How to Make Better Decisions

There may be no guarantee that you'll always make the right decision, however, we can improve our decision making by using structured frameworks over informal processes, understanding how we think and feel, and knowing when your own particular form of intuition actually comes in handy (sometimes it does, sometimes it doesn't. We usually know).

Here are some ways to improve decisions:

  • Always reduce your cognitive load. A 2024 study in Nature Neuroscience examined how cognitive load affects decision-making quality, finding that high mental workload can reduce decision accuracy by up to 35%.

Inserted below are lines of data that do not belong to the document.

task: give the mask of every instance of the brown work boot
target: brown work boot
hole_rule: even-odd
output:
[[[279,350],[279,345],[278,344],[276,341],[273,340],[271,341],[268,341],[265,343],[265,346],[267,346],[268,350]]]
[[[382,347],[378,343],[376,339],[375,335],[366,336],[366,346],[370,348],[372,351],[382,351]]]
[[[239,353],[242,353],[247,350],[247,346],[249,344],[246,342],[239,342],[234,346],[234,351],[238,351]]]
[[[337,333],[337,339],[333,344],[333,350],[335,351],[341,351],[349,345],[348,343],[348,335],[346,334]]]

  • Categorize the decision. Not all decisions deserve equal mental energy. Consider reversibility (How easily can this decision be undone?) and magnitude (What's the potential impact?). High-stakes decisions require a different approach than lower-stake decisions.

  • Know your context before making significant decisions. Gather relevant information, think systemically about how broader forces interact. Seek diverse perspectives, especially from those who disagree. Document thought processes and assumptions.

  • Get teams involved with formal processes. Research published in Organizational Behavior and Human Decision Processes (late 2023) showed that diverse teams using structured decision frameworks made 28% better strategic choices than homogeneous groups or those using informal processes.

  • Create scenarios to work through potential outcomes. Assign probabilities, identify potential failure points, get diverse perspectives and switch sides in debates. This forces you to think more systematically about possibilities rather than just going with your gut. A study in Strategic Management Journal (2023) found that leadership teams using pre-mortems reduced major strategic errors by 24% compared to traditional planning approaches.

In decision making, and in life in general, preparation matters, but don’t overdo it—80% plans will do because reality always messes up plans.

When the complexity escalates, it helps to stay grounded by being clear on purpose, principles and priorities. Breathing with extended exhales will keep your prefrontal cortex online. Use the OODA loop—observe, orient, decide, act—to react in real time.

Know that you will learn from mistakes—document your decisions and learn from what happens.

The goal isn't perfect decisions—it's better decisions made with appropriate speed and energy investment. The energy you save by streamlining routine decisions can be reinvested in the truly consequential choices that shape your future. The key is matching your decision-making approach to the stakes at hand.

Your decisions shape your reality moment by moment. Make them count—but don't let them drain you.